How did “I Love Lucy” invent the rerun and syndication?

Quick Answer: To produce high-quality programming which could be broadcast nationally, Desilu Productions shot I Love Lucy on 35mm film instead of kinescope. Further, Lucille Ball and Desi Arnaz retained all rights to the program as part of their production deal. With a hard copy of the footage and the rights to its distribution, they were able to sell the series into syndication and play reruns during the series, changing the industry forever.

Lucille Ball was known as the bumbling, buffoonish, brightly-colored redhead of I Love Lucy (1951-1957). In reality, she was anything but. Her famed series lives indefinitely in the most renowned chronicles of television history for advancements and ideas which proved so integral to the development of television as an artform and business, volumes could be published on the subject. One of the fruits of her and savvy husband/business associate Desi Arnaz’s real-world business genius is the episodic rerun, now a television staple and billion-dollar industry, and itself the product of other aspects of the duo’s industry foresight in the 1950s.

Desi and Lucy

Arnaz was a band member when he met Ball in 1940. They were introduced on the set of Too Many Girls (1940), an adaptation of a Richard Rogers Broadway musical comedy about a girl going off to college with a gang of football players as bodyguards. Ball was the star and Arnaz, in his film debut, was one of her ensemble. Not long thereafter, the two were married. That year, Lucille was busy gaining popularity starring in a popular RKO radio show, “My Favorite Husband,” while Arnaz was busy touring with his band. Because of this frequent separation, and Arnaz’s famous drinking and philandering, the couple almost split by 1944. Instead, they powered through, eventually making their way to 1950 when CBS wanted to bring the still-popular “My Favorite Husband” to the odd, challenging new medium of television. These were the years where televisions were popping into households all over America and studios were still figuring out how to make it a success. Ball agreed to do her show—so long as Arnaz was cast as her husband. It was an opportunity to bring them together, save their marriage, and work as a duo. And for a while, all three of those things found success.

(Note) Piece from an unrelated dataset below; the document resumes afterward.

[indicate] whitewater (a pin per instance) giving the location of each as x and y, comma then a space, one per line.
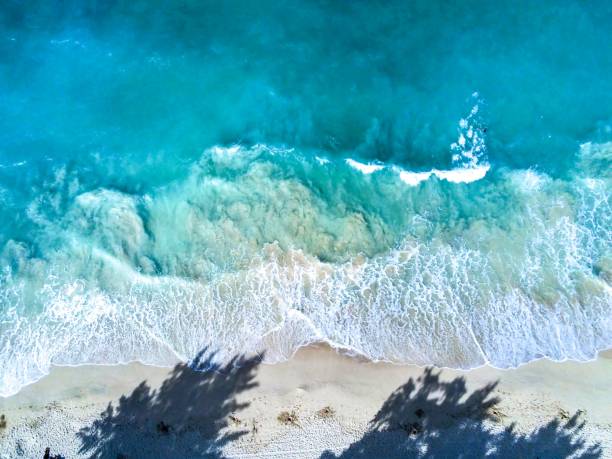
174, 178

At least, that is, after the formation of Desilu Productions. CBS wasn’t sure the country was ready for an interracial television sitcom about a fiery American redhead and a Cuban fellow. To quell the studio’s concerns, Ball and Arnaz formed their own company and became their own bosses, producing the I Love Lucy show on their own and selling it to CBS. They also refused to leave Los Angeles and move to New York, where almost all television shows of the time were shot. As it was, with New York in the Eastern time zone, shows were shot and broadcast live on the east coast (where there were more TV owners) and recorded on kinescopes for broadcast later in the west. Kinescopes were a terrible method of literally pointing a camera at a television as it played something, resulting in a shoddy, blurry picture. Ball and Arnaz didn’t want their show looking like that and expected the same quality picture be shown nationwide. The solution: shoot the series on 35mm film and play that film in all national networks, with the same quality. Not only did this decision up the ante for the production of television programming, but it meant all I Love Lucy episodes were recorded on a permanent, re-playable, high-quality medium. It made the rerun possible.

Filming I Love Lucy with a studio audience

Shooting on film cost a lot more, so Lucy and Desi cut their salaries to compensate, with the caveat that they would retain all rights to the show. CBS agreed, and the couple inked a deal that would change everything about television from that day forward. They just earned the ability to sell their series into syndication and make incredible money. (They would eventually re-sell the show’s syndication rights to CBS for a grand sum.)

These profits allowed Desilu to finance other remarkable series like The Untouchables (1959-1963), The Andy Griffith Show (1960-1968), and My Three Sons (1960-1965). After their relationship was demolished and Desi wanted out of the business, Lucy took over his shares and produced Star Trek (1966-1969) and Mission Impossible (1966-1973) to keep the house afloat, herself selling out of the company in 1967.

The business of television production as we know it was developed by these two and their forward-thinking ideas of the industry. Their commitment to quality not only produced a show that looked great and played great in every part of the country, it resulted in a business where the artist could own their material and sell it as they saw fit.